Carriers Are ‘Price Gouging’, Claim Shippers As FAK Rates Skyrocket

136

Shippers are accusing Asia-North Europe ocean carriers of ‘price gouging’ as FAK (freight all kinds) rates being quoted for January shipment go through the roof.

“We expected our rates to be increased next year, but not to this level, and apparently they are non-negotiable,” said one UK-based NVOCC.

“This has cemented their $3,000 January GRIs, and more,” said a forwarder contact.

Red Sea crisis

The $3,000 per 40ft FAK rates proposed by Asia-North Europe carriers fore 1 January were already having a quantum of success prior to the Red Sea crisis, due to aggressive blanking programmes and, in some cases, the temporary suspension of services.

However, with a capacity crunch looming prior to Chinese New Year on 10 February – a consequence of loaders returning to Asia considerably off-schedule because of the longer sea route via the Cape of Good Hope – space will be at a premium.

PSSs

And carriers have sent out numerous advisories in the past few days announcing a raft of new peak season surcharges (PSSs) effective 1 January, which they will add to the new FAK or contract rates.

The talk is of rates of $10,000 per 40ft being quoted for January shipment from China to the UK. Peter Sand, chief analyst at freight rate benchmarking firm Xeneta, said that although that was not the market average, it’s what some shippers may have to pay for very urgent shipments.

“The clash with the upcoming season’s demand upswing, ahead of the Chinese New Year, is making the events even more dramatic for all involved,” said Mr Sand.

There is also bad news for European importers anxiously awaiting the arrival of cargo coming via the already re-routed voyages: they will be asked to pay significantly more to obtain release of their boxes, when they are eventually discharged.

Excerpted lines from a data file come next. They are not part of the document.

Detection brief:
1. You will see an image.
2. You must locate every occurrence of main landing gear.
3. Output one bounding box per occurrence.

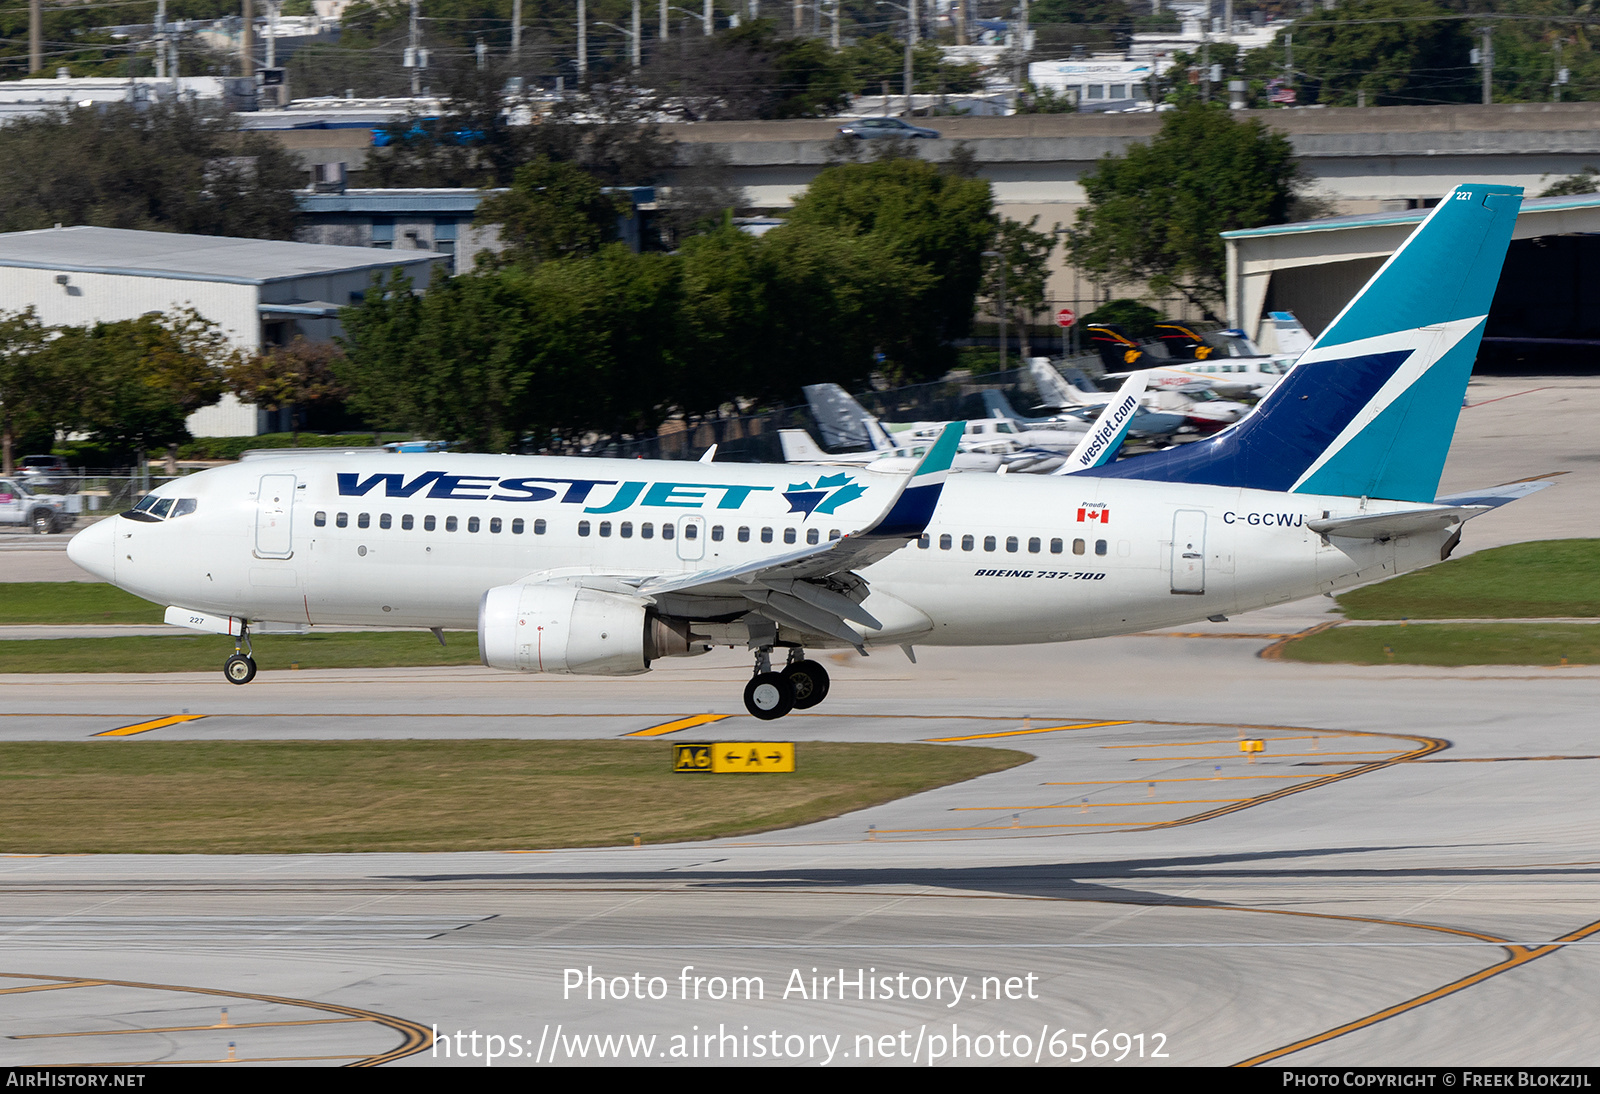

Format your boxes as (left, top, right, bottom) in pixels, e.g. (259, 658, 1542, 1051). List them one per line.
(742, 647, 831, 720)
(223, 625, 257, 685)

Most carriers have invoked force majeure clauses in their bills of lading that effectively excuses them from the contract of carriage and gives them the right to abandon cargo, or, most likely, levy additional freight fees, such as for transit disruption and contingency charges, which must be paid before the release of containers.

Xeneta’s XSI Asia to US west coast component was up 9% this week, to $1,745 per 40ft, which compares with a spot reading of $1,500 per 40ft a year ago.

Nevertheless, the rate contagion is likely to spread to this underperforming route in the coming weeks, fuelled by vessels and equipment being redeployed to more lucrative tradelanes.